Tomorrow is Christmas Eve and I'm sitting here with the wind coming and going and the boys going about their business and shot of bourbon next to the computer and the weight of a frustrating week behind me and I feel the need to write, the urgency to get words into print but (for a few days now) when I sit down thoughts evade me. My weeks work is a series of near starts and abrupt stops accomplishing nothing but a growing sense of despair digging a deep chasm between myself and my writing. I have over come this chasm before, my writing history is a maze of bridges slowly zig-zagging forward in very tight turns bringing me to yet another chasm and another bridge to build.

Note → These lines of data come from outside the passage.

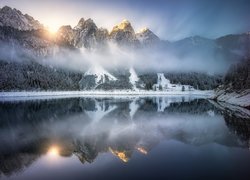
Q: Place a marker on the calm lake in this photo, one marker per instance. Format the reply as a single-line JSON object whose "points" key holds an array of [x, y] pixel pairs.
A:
{"points": [[123, 138]]}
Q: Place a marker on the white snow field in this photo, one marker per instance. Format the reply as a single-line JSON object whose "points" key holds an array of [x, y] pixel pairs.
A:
{"points": [[5, 96]]}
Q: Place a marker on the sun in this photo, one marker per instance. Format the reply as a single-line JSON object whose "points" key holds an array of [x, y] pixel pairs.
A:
{"points": [[53, 29], [53, 151]]}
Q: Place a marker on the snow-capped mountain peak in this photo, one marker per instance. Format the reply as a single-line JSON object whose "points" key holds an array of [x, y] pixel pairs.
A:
{"points": [[14, 18], [146, 36]]}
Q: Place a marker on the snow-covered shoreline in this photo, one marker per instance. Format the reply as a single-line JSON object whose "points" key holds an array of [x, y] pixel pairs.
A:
{"points": [[63, 94], [239, 99]]}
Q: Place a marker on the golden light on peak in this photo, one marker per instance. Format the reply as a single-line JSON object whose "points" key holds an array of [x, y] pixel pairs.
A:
{"points": [[53, 151], [143, 30], [120, 154], [142, 150], [52, 29]]}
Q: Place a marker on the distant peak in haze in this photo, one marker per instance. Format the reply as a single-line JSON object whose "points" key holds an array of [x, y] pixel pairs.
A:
{"points": [[125, 25], [14, 18]]}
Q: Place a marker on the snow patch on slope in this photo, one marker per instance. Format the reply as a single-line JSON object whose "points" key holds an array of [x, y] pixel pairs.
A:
{"points": [[100, 73], [133, 78]]}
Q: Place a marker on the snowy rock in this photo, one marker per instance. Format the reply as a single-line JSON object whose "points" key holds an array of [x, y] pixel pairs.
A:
{"points": [[124, 34], [133, 78], [14, 18], [147, 37], [100, 74], [164, 84]]}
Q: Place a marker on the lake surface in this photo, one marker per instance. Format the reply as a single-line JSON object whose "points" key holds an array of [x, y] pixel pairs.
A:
{"points": [[123, 138]]}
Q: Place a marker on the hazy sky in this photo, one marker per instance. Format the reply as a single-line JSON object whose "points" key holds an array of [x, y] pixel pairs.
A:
{"points": [[169, 19]]}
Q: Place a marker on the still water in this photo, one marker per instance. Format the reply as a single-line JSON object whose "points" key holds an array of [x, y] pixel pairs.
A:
{"points": [[123, 138]]}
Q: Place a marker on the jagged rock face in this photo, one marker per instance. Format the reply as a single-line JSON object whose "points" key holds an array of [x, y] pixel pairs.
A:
{"points": [[14, 18], [85, 34], [124, 34], [147, 37], [102, 36], [65, 36]]}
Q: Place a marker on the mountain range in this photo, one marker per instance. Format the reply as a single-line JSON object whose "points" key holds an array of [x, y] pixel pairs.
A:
{"points": [[22, 38]]}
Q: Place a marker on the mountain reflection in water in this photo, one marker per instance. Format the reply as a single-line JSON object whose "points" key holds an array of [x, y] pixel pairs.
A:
{"points": [[90, 127]]}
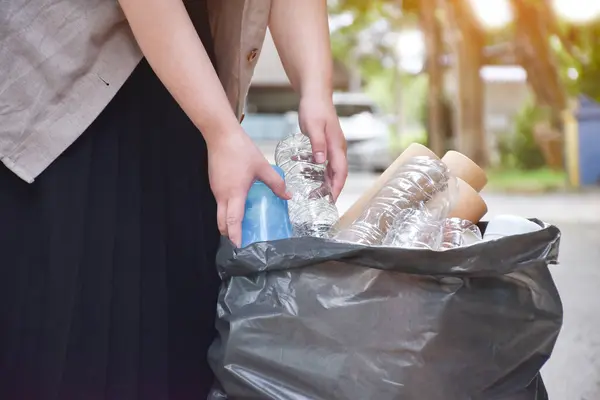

It is all well and good but sometimes I am weary of the effort it takes to pick up, drive forward, and lay words onto paper. Some writers talk about the seemingly effortless process of writing, how the work produces itself while others compare a good days writing to letting blood. For me it is a combination of each, the chances I get to write are marred by early morning exhaustion or the sound of my children in the background and words come slowly if at all.
Today I feel like I should be reflecting on Christmas but I haven't the energy to dedicate to the day in writing just now--perhaps tomorrow, perhaps the next day, perhaps not at all. As a husband, father, carpenter, and general man of the working class I welcome the brake from the mundane, the daily grind, a chance to retreat into my family and let it all slide away for a day, or two, or three. As a writer I long to capture it all in words, preserve it, explore it, contain it forever. But usually I find myself standing on the edge of a chasm with not way across and no sight of the ground below.
Slowly and painfully I begin building that bridge, one drop of blood at a time.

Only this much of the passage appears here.